Textron reported a lower-than-expected quarterly profit on Thursday, hit by a drop in sales of its turboprop aircraft as well as flat deliveries of its flagship Cessna business jets, sending shares down 10 percent.
Textron delivered just 41 business jets in the third quarter ended Sept. 29, flat compared to a year ago after growing in each of the first two quarters of this year.
Turboprop sales sank to 43 planes from 57 a year earlier, reducing revenue in the company’s main Aviation unit by 2 percent and helping drag profit down to 61 cents per share, well below Wall Street’s estimate of 76 cents.

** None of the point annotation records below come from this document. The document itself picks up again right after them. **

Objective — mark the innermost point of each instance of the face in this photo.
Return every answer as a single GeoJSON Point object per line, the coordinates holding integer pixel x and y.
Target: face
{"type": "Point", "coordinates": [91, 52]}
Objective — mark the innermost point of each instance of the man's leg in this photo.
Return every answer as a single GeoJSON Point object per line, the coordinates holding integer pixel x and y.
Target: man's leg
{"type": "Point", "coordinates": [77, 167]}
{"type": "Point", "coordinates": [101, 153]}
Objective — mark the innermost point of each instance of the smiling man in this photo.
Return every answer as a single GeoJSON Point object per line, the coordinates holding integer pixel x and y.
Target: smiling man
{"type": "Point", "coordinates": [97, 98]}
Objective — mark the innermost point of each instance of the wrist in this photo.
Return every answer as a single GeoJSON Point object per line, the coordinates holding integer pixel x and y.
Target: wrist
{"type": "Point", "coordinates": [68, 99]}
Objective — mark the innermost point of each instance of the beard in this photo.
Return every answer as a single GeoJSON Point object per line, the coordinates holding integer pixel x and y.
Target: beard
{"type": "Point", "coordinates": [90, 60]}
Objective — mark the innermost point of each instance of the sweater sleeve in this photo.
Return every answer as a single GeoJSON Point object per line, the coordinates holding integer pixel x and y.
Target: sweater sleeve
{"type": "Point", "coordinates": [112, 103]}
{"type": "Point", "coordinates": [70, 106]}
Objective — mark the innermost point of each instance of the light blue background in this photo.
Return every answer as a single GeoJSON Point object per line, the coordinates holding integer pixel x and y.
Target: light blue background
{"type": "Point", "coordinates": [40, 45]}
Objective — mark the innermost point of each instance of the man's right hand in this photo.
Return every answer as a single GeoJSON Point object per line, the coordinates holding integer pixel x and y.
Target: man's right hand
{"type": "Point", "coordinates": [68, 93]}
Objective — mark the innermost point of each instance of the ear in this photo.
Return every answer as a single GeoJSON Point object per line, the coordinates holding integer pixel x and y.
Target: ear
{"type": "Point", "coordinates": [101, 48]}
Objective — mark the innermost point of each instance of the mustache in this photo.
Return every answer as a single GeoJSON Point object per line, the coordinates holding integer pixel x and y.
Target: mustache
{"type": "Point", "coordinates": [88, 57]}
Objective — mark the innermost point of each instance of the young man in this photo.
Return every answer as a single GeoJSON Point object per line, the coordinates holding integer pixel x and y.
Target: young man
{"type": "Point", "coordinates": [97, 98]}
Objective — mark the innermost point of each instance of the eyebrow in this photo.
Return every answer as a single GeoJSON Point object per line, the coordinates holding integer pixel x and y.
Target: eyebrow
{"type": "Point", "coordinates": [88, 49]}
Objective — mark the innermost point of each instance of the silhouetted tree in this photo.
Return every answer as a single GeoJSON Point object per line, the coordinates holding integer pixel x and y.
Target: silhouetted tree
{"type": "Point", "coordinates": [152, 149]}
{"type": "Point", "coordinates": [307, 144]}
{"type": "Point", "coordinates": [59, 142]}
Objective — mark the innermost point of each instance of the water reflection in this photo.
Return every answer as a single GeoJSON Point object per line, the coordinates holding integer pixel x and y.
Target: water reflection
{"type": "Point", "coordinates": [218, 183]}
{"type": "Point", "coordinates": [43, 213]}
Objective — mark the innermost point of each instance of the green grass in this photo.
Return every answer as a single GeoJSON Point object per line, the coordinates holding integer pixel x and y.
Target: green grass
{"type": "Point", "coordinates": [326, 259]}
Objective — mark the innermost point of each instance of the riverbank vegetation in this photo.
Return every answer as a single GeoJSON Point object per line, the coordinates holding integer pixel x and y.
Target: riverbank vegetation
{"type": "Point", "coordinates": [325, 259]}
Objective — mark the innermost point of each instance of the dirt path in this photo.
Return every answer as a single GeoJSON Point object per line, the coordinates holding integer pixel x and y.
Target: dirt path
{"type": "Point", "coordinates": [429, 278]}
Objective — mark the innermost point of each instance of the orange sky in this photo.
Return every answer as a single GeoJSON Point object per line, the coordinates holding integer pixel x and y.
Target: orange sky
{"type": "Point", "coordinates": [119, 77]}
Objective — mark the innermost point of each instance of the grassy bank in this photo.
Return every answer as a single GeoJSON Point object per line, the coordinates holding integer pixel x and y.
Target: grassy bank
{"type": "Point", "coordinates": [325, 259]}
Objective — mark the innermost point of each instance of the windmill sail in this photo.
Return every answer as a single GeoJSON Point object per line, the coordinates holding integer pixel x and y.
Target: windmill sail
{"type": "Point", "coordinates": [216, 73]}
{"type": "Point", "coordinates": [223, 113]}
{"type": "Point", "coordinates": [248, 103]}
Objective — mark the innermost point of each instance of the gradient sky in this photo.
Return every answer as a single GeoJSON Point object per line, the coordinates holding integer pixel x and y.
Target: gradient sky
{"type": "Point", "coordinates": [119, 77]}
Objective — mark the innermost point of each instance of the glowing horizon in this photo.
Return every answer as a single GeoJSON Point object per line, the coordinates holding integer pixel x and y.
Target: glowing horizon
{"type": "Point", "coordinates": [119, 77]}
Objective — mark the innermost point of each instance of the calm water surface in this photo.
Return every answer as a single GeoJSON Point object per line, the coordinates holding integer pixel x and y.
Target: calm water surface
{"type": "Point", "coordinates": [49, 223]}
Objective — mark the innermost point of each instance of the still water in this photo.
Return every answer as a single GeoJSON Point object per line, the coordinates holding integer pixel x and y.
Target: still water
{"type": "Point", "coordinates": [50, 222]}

Worldwide business jet sales took a hit during the financial crisis and have struggled to recover since, with 2017 aircraft deliveries only around half a peak of 1,317 hit in 2008.

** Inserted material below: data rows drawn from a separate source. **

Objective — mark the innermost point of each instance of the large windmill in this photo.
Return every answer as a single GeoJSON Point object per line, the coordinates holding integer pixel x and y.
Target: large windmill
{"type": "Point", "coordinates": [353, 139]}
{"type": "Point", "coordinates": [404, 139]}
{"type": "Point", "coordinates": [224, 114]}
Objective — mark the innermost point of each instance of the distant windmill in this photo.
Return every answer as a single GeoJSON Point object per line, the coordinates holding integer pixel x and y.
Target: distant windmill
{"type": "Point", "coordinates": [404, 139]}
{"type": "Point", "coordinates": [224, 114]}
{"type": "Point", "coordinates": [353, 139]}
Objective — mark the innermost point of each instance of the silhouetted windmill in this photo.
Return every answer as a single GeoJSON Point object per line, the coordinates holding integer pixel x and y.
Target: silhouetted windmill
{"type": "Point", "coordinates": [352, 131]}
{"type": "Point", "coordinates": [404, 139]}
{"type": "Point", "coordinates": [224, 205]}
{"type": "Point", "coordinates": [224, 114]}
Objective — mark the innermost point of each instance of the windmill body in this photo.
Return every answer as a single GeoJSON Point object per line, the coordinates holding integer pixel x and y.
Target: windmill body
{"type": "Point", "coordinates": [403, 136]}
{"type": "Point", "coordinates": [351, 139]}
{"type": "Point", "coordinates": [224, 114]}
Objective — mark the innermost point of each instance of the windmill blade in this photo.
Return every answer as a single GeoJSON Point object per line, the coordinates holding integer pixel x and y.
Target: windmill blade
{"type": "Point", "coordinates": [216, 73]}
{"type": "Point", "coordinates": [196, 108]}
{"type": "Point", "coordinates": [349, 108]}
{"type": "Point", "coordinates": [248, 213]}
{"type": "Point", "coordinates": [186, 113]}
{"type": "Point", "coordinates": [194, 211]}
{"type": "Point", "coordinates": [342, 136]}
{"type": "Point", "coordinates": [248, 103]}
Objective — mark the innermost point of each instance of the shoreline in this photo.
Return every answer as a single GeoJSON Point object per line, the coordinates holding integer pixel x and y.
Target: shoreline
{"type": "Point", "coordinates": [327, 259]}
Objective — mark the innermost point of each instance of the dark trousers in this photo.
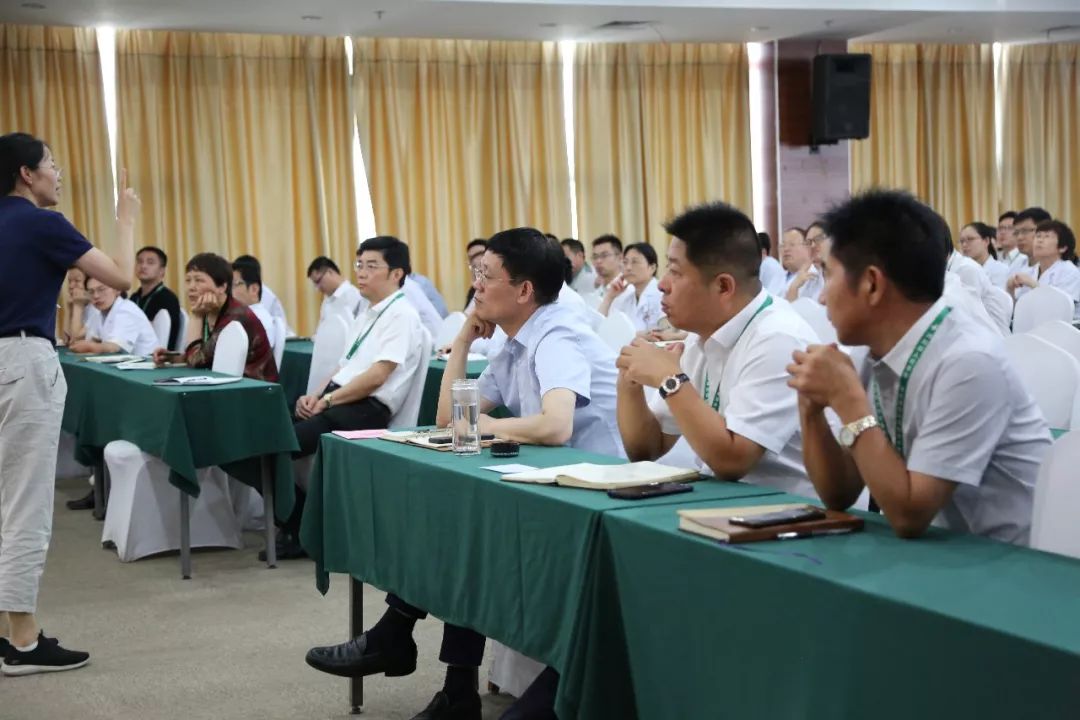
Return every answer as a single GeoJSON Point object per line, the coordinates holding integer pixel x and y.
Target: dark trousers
{"type": "Point", "coordinates": [460, 644]}
{"type": "Point", "coordinates": [367, 413]}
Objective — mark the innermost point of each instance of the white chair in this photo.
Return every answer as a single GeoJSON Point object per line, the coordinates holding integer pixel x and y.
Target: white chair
{"type": "Point", "coordinates": [1039, 306]}
{"type": "Point", "coordinates": [327, 348]}
{"type": "Point", "coordinates": [280, 330]}
{"type": "Point", "coordinates": [230, 352]}
{"type": "Point", "coordinates": [1050, 374]}
{"type": "Point", "coordinates": [183, 331]}
{"type": "Point", "coordinates": [617, 330]}
{"type": "Point", "coordinates": [449, 328]}
{"type": "Point", "coordinates": [1056, 503]}
{"type": "Point", "coordinates": [817, 317]}
{"type": "Point", "coordinates": [162, 326]}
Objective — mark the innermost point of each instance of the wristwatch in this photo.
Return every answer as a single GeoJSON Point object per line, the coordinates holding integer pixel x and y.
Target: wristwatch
{"type": "Point", "coordinates": [851, 432]}
{"type": "Point", "coordinates": [671, 385]}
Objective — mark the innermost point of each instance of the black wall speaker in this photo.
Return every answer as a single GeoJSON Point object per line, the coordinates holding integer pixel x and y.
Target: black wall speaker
{"type": "Point", "coordinates": [841, 97]}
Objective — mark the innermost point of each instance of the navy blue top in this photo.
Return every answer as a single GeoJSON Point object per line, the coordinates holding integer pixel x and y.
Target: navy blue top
{"type": "Point", "coordinates": [37, 247]}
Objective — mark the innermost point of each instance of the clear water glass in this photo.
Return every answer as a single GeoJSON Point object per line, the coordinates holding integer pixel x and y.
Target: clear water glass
{"type": "Point", "coordinates": [464, 396]}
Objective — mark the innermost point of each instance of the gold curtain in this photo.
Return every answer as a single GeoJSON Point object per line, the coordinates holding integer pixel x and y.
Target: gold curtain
{"type": "Point", "coordinates": [241, 144]}
{"type": "Point", "coordinates": [1040, 93]}
{"type": "Point", "coordinates": [932, 128]}
{"type": "Point", "coordinates": [460, 139]}
{"type": "Point", "coordinates": [658, 127]}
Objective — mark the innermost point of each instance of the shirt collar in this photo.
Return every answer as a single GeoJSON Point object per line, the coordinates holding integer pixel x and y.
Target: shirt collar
{"type": "Point", "coordinates": [730, 331]}
{"type": "Point", "coordinates": [896, 358]}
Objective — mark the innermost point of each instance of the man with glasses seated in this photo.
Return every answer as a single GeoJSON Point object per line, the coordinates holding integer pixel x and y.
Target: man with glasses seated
{"type": "Point", "coordinates": [341, 296]}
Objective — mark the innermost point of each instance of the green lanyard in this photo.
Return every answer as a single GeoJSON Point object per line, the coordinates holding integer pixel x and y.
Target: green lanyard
{"type": "Point", "coordinates": [716, 395]}
{"type": "Point", "coordinates": [360, 340]}
{"type": "Point", "coordinates": [916, 355]}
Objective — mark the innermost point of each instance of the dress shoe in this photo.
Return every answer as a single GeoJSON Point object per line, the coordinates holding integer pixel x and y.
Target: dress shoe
{"type": "Point", "coordinates": [442, 708]}
{"type": "Point", "coordinates": [359, 657]}
{"type": "Point", "coordinates": [86, 502]}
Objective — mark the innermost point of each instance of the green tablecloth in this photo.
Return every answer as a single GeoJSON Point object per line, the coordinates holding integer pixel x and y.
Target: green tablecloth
{"type": "Point", "coordinates": [859, 626]}
{"type": "Point", "coordinates": [429, 402]}
{"type": "Point", "coordinates": [188, 428]}
{"type": "Point", "coordinates": [513, 561]}
{"type": "Point", "coordinates": [294, 370]}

Numbers had finally begun to improve, however, driven by tax windfall handed to corporate America by U.S. President Donald Trumpin January and jet sales are expected to rise 8 percent in 2019.

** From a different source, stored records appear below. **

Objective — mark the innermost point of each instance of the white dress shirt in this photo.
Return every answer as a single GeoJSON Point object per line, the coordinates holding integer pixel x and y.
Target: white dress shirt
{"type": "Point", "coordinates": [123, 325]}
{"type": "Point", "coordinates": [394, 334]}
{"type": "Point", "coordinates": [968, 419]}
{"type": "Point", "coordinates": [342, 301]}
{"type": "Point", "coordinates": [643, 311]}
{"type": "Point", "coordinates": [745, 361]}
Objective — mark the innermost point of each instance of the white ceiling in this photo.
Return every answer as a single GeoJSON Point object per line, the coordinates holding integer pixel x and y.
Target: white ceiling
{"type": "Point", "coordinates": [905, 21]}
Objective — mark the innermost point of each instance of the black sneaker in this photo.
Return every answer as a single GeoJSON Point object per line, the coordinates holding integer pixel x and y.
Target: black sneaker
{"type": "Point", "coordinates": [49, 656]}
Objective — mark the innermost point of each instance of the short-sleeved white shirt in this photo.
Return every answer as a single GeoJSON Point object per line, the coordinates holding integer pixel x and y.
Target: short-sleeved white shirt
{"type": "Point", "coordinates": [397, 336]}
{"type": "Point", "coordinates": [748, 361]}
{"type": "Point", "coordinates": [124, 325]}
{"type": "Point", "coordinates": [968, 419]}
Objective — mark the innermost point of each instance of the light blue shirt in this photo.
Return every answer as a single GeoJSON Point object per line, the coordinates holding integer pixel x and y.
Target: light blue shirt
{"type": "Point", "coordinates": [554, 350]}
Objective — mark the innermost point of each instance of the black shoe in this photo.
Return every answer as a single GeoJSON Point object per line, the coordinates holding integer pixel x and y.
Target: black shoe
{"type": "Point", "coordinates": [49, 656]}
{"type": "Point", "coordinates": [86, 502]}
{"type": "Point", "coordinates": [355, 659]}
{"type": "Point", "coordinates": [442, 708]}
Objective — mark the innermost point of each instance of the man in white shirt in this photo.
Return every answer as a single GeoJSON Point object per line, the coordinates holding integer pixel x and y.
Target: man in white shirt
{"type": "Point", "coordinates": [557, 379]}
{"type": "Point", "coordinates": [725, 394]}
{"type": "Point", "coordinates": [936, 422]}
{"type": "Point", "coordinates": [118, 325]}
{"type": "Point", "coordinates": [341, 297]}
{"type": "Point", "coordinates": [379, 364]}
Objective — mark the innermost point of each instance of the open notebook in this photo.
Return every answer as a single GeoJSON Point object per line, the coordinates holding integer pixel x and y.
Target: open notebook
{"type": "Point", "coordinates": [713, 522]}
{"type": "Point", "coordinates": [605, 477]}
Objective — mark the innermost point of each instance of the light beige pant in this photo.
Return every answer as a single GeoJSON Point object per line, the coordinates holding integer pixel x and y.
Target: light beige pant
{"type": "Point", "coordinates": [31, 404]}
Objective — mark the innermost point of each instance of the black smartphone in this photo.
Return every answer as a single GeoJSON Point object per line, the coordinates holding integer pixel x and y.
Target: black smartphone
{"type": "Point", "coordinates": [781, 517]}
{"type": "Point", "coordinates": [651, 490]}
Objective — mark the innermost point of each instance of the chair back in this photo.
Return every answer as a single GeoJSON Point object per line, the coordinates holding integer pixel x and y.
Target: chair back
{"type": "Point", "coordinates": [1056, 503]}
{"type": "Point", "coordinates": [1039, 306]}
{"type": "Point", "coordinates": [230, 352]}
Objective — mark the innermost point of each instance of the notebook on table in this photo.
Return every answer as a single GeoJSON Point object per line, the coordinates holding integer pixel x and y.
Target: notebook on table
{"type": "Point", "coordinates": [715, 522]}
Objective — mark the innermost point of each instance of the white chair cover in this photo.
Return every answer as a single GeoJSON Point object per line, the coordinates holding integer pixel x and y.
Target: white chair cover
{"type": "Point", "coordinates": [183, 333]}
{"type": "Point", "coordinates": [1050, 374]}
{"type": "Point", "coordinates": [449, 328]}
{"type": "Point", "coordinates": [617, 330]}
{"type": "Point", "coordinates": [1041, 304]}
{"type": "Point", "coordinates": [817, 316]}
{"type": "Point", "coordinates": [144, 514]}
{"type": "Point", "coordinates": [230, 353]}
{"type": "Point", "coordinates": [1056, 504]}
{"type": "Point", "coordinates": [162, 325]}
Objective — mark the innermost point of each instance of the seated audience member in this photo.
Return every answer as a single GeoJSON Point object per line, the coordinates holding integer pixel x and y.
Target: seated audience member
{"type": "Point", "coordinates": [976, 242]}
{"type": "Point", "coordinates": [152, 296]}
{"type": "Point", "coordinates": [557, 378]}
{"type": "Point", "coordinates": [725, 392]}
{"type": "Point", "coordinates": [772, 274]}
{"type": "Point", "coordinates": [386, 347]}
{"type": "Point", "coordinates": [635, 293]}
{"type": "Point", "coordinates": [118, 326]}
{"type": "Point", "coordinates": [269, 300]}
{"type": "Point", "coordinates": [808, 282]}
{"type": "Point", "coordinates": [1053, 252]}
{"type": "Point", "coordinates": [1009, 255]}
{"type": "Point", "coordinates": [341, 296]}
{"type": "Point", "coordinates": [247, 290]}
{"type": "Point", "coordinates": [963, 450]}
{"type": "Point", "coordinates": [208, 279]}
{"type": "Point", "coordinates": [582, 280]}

“Investor reaction to this miss likely will be keyed to management color on aviation demand,” Cowen & Co. analyst Cai von Rumohr said in a note.
The company was starting a call with analysts on the results at 8 a.m. ET.
Sales in Textron’s industrial products unit, which makes all-terrain vehicles, golf cars, and snowmobiles, fell 10.7 percent to $930 million, mainly due to the sale of its tools and test equipment business to Emerson Electric.
Sales in the company’s systems business also fell 5.2 percent to $770 million, hurt by lower deliveries of tactical armoured patrol vehicles. The unit also makes unmanned aircraft and flight simulators.
Total revenue fell about 8.2 percent to $3.20 billion, missing analysts’ average estimate of $3.53 billion, according to Refinitiv data.
The company also narrowed its 2018 earnings per share forecast to a range of $3.20 to $3.30, from $3.15 to $3.35.